I was the youngest of six. Three brothers, two sisters. They were all much older than me and were forever tormenting me. Sometimes they let me join in their games, but more often I was the victim, the one who was always blamed for everything that went wrong. Every pot that was broken, everything that went missing: it was always my fault. I hated them. All of them. I hated my father too. This was so long ago now that I don’t remember much about him any more, except for his face, which was gaunt and sharp-featured. Sharp, like his tongue. Like his eyes too, which were ever alert and missed little.
He cared nothing for me. Indeed he resented me from the start. He never saw me as someone to nurture and teach the ways of the world. No, instead he regarded me with a sort of cold indifference, as if I were a stray dog my mother had brought in from the cold and to which she’d developed some inexplicable attachment. To him I was nothing more than another hungry mouth foisted upon him without his permission, who nonetheless had to be fed and clothed and sheltered and given space to sleep on his floor. That said, food was never something we found ourselves short of. Even during the worst winters or following a poor harvest, when others struggled to get by, there always seemed to be plenty on our table. Salted sea fish, spices from distant lands, ale of the finest quality and even, sometimes, mead. Meats of various kinds, even during Lent when it was forbidden, although at the time I was too young to know this or to appreciate what luxuries these were.
I suppose I learned my ways from him. He was no one of any great account: the miller on a small estate owned by Bishop Leofgar of Licedfeld. Still, he did more than well enough for himself. It wasn’t until I was a little older that I understood how this was so, that I learned the first of the few lessons he ever did teach me.
There were two ways of living, I discovered. One was by honest labour, the way of all God-fearing men. The other was my father’s way.

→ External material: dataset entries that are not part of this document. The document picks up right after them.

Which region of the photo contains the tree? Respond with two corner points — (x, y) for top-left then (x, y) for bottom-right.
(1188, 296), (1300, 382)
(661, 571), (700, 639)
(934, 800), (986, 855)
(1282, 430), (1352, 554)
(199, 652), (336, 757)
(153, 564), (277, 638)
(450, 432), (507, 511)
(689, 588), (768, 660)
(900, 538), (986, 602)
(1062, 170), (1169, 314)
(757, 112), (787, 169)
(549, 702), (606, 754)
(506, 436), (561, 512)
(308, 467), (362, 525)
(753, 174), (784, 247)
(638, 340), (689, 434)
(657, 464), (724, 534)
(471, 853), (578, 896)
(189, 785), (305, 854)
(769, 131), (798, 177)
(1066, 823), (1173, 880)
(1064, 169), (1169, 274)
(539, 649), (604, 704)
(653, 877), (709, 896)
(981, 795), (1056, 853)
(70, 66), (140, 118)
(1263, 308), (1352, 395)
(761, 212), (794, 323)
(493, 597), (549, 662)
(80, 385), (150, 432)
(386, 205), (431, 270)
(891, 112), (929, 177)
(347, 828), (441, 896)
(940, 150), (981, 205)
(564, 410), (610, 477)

He wasn’t a good man either. I sometimes wonder what he would make of me if he could see me now. If he could see what I’ve become.
For every sack of grain the village folk brought for him to grind, he was entitled to keep one sixteenth of the resulting flour, which he could then sell or use for himself. That was his privilege as the miller. Sometimes, though, he would measure out more than his due, mixing chalk dust or grit in with what he gave back so as to make up the weight. He didn’t do it often, lest anyone should guess what he was up to, and only took a little at a time. He claimed that was the mistake people often made and why they got caught in the end: because they were too greedy. Not that he told me any of this directly, you understand. He hardly spoke to me the whole time I lived under his roof. It was my mother who found out. Exactly how she did, I don’t know, but I overheard her confronting him one night when I was supposed to be asleep. He told her not to utter a word to anybody if she knew what was good for her, and maybe that was why he often beat her – to remind her of that warning.
From the very beginning, you see, I grew up surrounded by wickedness and deceit. I was born into it; it ran in my veins. Exactly when I began stealing, I don’t remember any more, but it couldn’t have been long after that. Deep down I knew it was wrong, of course, but the idea of it filled me with excitement, and I suppose I must have thought that if he could do it, then why shouldn’t I?